To plan the exchange, the taxpayer worked with two companies (related to each other) in the business of providing exchange accommodation services. A limited liability company (the “SPE”), all of the membership interests of which were held by one of those companies, acquired title to the land, and held title while the improvements were constructed on it.  An institutional lender financed the purchase of the land and cost of the improvements.  The loan was guaranteed by the taxpayer.  The SPE did not hold assets other than the project or have significant risks, or enjoy significant “upside”, with respect to the project.  The taxpayer transferred the relinquished property (actually, a relinquished property other than the one it initially expected to transfer in the exchange), employing the typical qualified intermediary safe harbor provided for in the deferred exchange regulations, and subsequently acquired the project to complete the transaction it reported as an exchange.

Section 1031 generally requires, among other things, an exchange of property by a taxpayer for other property which is “like kind”. While real property held for use in a trade or business is generally considered like kind to other real property held for such purposes, improvements made to land already owned by a taxpayer are not like kind to other real property, such as real property a taxpayer wants to transfer under Section 1031.

Thus, a taxpayer cannot transfer property in exchange for land and then use, or cause another to use, the remaining proceeds from the transfer of the taxpayer’s property to pay for construction of improvements.

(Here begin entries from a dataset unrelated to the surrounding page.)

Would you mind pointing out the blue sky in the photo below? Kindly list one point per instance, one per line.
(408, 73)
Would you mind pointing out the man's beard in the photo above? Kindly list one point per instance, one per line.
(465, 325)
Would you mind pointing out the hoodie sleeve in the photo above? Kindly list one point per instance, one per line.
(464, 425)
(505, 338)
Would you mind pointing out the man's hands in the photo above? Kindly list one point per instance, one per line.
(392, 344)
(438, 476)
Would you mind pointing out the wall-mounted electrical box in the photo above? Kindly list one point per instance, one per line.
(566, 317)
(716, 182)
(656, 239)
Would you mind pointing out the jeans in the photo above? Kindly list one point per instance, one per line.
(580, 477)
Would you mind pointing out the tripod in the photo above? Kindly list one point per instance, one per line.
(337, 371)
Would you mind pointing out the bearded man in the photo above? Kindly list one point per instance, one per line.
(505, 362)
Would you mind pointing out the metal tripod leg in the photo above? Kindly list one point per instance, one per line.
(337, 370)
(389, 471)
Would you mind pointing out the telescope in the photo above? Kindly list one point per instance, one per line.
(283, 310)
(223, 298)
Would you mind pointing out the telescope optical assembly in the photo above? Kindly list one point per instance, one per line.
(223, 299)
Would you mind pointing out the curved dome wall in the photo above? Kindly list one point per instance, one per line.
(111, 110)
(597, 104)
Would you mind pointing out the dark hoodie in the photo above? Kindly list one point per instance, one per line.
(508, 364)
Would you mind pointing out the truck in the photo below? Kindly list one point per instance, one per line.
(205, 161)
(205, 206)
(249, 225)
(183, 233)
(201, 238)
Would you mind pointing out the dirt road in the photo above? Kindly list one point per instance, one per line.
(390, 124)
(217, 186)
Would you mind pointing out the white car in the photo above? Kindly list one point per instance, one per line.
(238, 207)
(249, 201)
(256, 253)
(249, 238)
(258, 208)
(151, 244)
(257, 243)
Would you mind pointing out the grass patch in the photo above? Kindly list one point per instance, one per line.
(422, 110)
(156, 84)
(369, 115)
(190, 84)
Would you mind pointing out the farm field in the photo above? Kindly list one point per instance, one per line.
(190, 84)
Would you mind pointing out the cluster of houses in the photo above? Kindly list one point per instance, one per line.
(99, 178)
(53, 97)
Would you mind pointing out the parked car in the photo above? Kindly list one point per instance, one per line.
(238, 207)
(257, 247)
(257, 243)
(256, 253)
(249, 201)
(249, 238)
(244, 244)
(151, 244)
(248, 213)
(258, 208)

Instead, in the typical situation, a third party acquires the land and makes sufficient improvements to it so that, given the relative values of the property the taxpayer seeks to transfer and the improved property the taxpayer seeks to acquire, an exchange in which the taxpayer transfers and receives only like kind property can be structured.  In such “build to suit” exchanges, the third party must be recognized as the owner of the property for income tax purposes until the property is conveyed by it to the taxpayer to complete the exchange (such holding of tax ownership by a third party is commonly but inaptly referred to as a “reverse exchange”; the property held by the third party is typically transferred to a taxpayer as replacement property to complete what is sometimes referred to as a “forward” exchange, and the holding of the property by the third party is often referred to as a “parking” arrangement).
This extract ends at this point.